Yes, just replace the wine with more beef broth. You can even try adding in a splash of vinegar to get that punchier flavor you get from wine.
I HAVE ADE THIS RECIPE. I FOLLOWERED HER INSTRUCTIONS EXACTLY. IT IS TRULY THE BEST STEW I HAVE EVER MADE. ALL OF MY FRIENDS LIKE IT AS WELL.
That’s wonderful to hear! I’m very glad you and your friends enjoyed it! Thank YOU! 🙂
I want to double this recipe and freeze for later. Do I need to adjust the cooking time?
Hi!
You shouldn’t have to adjust the cooking time much – maybe give it a few minutes longer while browning that much meat – but you will need a much bigger pot. 😊
Amazing!!! Meat and sauce comes out absolutely perfect!!!! As another reviewer said, I coated the meat in flour, salt and pepper before browning too.
I’m very glad you enjoyed it! Thank YOU! 🙂
Best ever. Tried this recipe over the weekend. The meat is so tender it melts in your mouth and the carrots are not completely mushy, the sauce is on another level. Can’t wait to make this for my husband to try. I coated my beef in some plain flour, salt and pepper before browning.

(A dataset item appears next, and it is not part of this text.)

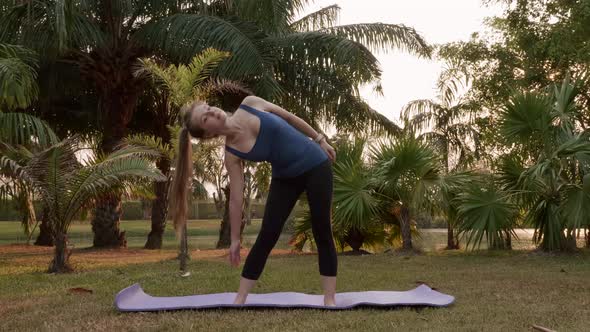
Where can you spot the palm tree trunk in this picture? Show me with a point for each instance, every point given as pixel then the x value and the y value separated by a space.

Thank YOU! I am very glad you enjoyed it! 🙂
Way to much work. I cooked a meal before turning on hte slow cooker. The idea behind a slow cooker is an easy meal
This is cooking in my crock pot right now…you should smell the aroma in my house… <3
If I wanted to add some small or diced potatoes, when do you recommend I do that? At the beginning and keep them on the top or midway through cooking?
Hi!
Just add them in at the beginning with everything else.